The long mot arata is a type of
Sierra Leonean rodent that strikes
its prey in sleep. It nibbles away
at its victims while they are nestled
in deep recline. Its teeth sand down
calluses until they reveal scarlet
and beige flesh.
Though its stomach collapses
under the anvil of hunger,
this mouse has principle.
It takes tiny breaks to purse its lips
and push a stream of cold wind onto
its target’s feet, so as to offset any irritation
that may tussle the unsuspecting
out of slumber.
Though I don’t know if anyone in my
family could positively identify the long
mot arata in a lineup of offenders,
their certitude of the mouse’s
existence is irrefutable; it lies in the way
they express the betrayal they have often
felt at daybreak. They are disturbed by
the scene: short brown hairs flecked
on the bed and maroon paw prints inked
by their own blood.
Not even the simple act of rest comes
without profound suffering.
For most of my life, I have been haunted
by the tale of the long mot arata, and
taught to question my friends just like these
creatures, to doubt the admiration of anyone
who loves me without good enough reason,
to look for punctured heels following any
explosion of praise leaving a familiar mouth.

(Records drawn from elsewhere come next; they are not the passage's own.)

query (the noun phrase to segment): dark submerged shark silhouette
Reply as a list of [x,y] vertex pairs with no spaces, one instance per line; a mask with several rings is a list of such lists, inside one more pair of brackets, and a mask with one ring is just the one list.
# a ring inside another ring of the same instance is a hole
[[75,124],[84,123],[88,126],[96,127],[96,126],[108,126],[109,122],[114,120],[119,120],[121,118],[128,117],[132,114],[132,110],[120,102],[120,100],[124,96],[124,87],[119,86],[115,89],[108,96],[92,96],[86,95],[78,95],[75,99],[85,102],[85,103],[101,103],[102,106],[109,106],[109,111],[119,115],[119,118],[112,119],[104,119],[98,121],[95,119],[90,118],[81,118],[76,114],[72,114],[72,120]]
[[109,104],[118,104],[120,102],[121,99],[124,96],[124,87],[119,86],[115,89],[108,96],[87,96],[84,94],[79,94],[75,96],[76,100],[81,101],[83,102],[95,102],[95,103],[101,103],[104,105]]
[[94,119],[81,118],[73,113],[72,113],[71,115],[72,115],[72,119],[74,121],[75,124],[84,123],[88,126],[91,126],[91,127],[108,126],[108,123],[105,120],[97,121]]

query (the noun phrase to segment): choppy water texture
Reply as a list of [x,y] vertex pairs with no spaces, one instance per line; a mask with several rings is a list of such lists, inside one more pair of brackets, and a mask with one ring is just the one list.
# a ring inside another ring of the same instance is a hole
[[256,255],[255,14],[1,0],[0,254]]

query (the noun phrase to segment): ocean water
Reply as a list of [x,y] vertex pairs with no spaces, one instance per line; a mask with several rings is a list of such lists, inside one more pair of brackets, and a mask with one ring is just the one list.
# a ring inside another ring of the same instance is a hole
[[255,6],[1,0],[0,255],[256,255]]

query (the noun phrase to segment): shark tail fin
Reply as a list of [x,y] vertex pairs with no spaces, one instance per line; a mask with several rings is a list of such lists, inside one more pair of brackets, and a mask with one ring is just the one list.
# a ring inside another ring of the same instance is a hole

I had fallen many times from this spell:
the cool current passing over my toes
before seeing a bit of myself hanging
from your smiling lips. My wound, a
trace of your icy-breath desire to
take my feet and walk away from me.
I have gathered all of your forgotten
fur from my nightstand drawer and
plastered it to my body.
The moon makes an indigo silhouette
of your whiskers and snout.
Still and quiet, I wonder just when
you will notice how long you have been
eating yourself in the dark.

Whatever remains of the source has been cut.